第6話(2)
「中身は秘密で、気になっていたんだ。イリスが作ってくれたのは、なにかな?」
バスケットを開けると、興味津々で覗き込んでくれます。被せていた白い布をマティアス君が取ると、そこにあったのは――
「それは……。パウンドケーキ、かな?」
「正解ですっ。内緒で作っていたのは、カボチャのパウンドケーキなんだよ」
カボチャとクリームチーズを使った、定番の焼き菓子。パンプキンシードを載せてふわっと焼き上げ、仕上げにシュガーパウダーをまぶしたものを用意しました。
「これはね、当時一番美味しそうと思ったお菓子なんだ。いつかマティアス君と、一緒に食べたいなって思ってたの」
朝ご飯のバリエーションを増やすよう料理本を渡されて、その中に載っていたレシピの一つ。当時は無関係なメニューは作らせてもらえなくて、頭の中で何度も#
「これも、私の夢の一つです。どうぞ召し上がれ」
「ありがとう、イリス。折角だし、同時に食べよっか」
「うんっ。じゃあ」
「「いただきます」」
私達は笑い合って、ぱくり。口に含むとクリームチーズとバターとカボチャの風味が広がって、お口の中はあっという間に天国になりました。
更に、スポンジとパンプキンシードが食感も楽しくしてくれて。おもわず、幸せのため息が漏れます。
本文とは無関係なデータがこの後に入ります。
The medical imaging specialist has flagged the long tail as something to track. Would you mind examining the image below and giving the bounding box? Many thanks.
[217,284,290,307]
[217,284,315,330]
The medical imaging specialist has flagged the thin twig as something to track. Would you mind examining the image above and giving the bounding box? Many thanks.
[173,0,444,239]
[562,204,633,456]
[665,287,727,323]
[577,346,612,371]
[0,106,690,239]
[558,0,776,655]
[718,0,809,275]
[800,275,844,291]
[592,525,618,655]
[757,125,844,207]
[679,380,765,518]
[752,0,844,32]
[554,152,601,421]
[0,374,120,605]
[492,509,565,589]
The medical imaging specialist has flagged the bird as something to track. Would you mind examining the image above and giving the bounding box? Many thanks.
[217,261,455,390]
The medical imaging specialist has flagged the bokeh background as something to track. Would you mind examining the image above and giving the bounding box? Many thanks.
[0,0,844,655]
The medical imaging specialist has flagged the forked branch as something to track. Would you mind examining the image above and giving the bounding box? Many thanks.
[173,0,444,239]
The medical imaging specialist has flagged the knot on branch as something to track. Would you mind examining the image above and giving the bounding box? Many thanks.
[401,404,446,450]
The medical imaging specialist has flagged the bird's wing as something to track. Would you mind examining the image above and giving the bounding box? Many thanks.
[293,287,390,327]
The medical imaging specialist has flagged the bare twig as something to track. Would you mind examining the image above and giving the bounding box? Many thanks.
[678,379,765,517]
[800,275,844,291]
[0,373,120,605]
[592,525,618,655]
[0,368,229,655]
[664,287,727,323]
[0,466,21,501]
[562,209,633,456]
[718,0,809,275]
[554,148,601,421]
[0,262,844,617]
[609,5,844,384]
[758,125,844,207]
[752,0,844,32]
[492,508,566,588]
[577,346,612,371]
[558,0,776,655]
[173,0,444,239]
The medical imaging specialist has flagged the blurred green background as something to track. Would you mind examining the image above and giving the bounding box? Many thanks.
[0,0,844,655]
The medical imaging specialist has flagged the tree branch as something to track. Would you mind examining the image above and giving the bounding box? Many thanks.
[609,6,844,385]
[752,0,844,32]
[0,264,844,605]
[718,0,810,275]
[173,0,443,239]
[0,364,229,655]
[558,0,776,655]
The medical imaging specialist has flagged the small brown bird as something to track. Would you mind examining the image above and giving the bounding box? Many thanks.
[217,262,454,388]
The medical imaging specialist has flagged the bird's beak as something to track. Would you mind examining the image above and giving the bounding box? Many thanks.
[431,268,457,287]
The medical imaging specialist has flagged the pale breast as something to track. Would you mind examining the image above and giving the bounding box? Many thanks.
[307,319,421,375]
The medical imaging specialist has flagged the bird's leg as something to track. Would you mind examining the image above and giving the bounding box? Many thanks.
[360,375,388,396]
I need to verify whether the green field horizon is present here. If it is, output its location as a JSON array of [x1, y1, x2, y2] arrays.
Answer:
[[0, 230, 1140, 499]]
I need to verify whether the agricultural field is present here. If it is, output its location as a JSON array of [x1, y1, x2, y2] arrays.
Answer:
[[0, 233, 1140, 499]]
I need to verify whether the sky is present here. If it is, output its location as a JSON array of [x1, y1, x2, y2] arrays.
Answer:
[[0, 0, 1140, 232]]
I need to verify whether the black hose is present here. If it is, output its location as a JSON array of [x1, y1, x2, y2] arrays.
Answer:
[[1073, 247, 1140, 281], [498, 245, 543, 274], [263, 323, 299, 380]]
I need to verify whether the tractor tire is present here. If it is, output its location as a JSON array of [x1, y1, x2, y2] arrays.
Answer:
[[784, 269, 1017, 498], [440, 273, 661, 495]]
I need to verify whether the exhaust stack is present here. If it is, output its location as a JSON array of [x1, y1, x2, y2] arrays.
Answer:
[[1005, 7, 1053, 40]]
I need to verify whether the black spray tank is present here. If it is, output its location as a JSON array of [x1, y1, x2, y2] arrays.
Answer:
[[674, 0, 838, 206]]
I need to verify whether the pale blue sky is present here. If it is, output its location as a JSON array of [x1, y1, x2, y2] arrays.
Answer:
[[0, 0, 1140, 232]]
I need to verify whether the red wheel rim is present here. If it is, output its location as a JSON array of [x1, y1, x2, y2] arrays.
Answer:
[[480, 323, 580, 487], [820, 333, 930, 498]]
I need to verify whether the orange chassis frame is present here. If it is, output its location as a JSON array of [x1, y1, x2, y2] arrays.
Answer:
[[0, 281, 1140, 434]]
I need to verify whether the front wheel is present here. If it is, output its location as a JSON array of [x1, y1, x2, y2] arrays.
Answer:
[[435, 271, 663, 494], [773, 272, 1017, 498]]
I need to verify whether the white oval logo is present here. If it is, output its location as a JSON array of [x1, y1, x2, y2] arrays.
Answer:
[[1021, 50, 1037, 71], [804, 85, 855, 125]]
「カボチャが濃厚で、でもしつこくない。クリームチーズ達とのバランスも絶妙で、すごく美味しいよ」
「気に入ってもらえてよかった。沢山あるから、よかったらドンドン食べてね」
「お世辞じゃなくて、このパウンドケーキは本当に美味しい。もっと頂くよ」
まずは私の分を取ってくれて、そのあと自分の分を取る。そうやって私達は思い出話に花を咲かせながら仲良く食べて、やがてうっかりミスが発覚してしまいます。
包む前に深く考えずにカットしてしまった影響で、残りは1つ。偶数ではなく、奇数個を用意してしまっていました。
「ふふっ。この残り方、今の俺を表しているみたいだね」
「えっ? それって、どういうことかな?」
「それはね……。こういう事だよ」
残った最後の1つを手に取り、マティアス君は2等分しました。
「今は独占する事のむなしさ、分かち合う事の喜びを知っている。イリス、最後まで一緒に食べよう」
「マティアス君……っ。うん、うん……っ。そうだね……っ。一緒に食べよ……っ」
私は半分になったパウンドケーキを受け取り、揃って味わいます。
最後の一切れは、色々なものが詰まった一切れ。だから他のカットよりも美味しくて美味しくて、私達は更に幸せに満ちた一時を過ごせたのでした。
「ご馳走様でした。イリヤ、素敵な物と時間をありがとう」
「私も、楽しい時間だったよ。このあとは、どうしよっか? もうじき夕方になるし、そろそろ帰る?」
「そうだね。そろそろ家に戻って、2人で晩ご飯の準備を――したかったけど、残念。『ちょっとした事』の1つ目が、来たみたいだ」
マティアス君が小さくため息を吐き、右の方向を見ました。なので私もその方向に目を向けると………………………。
そこにはミンラ様とアナイス以上に、予想外な方がいらっしゃいました。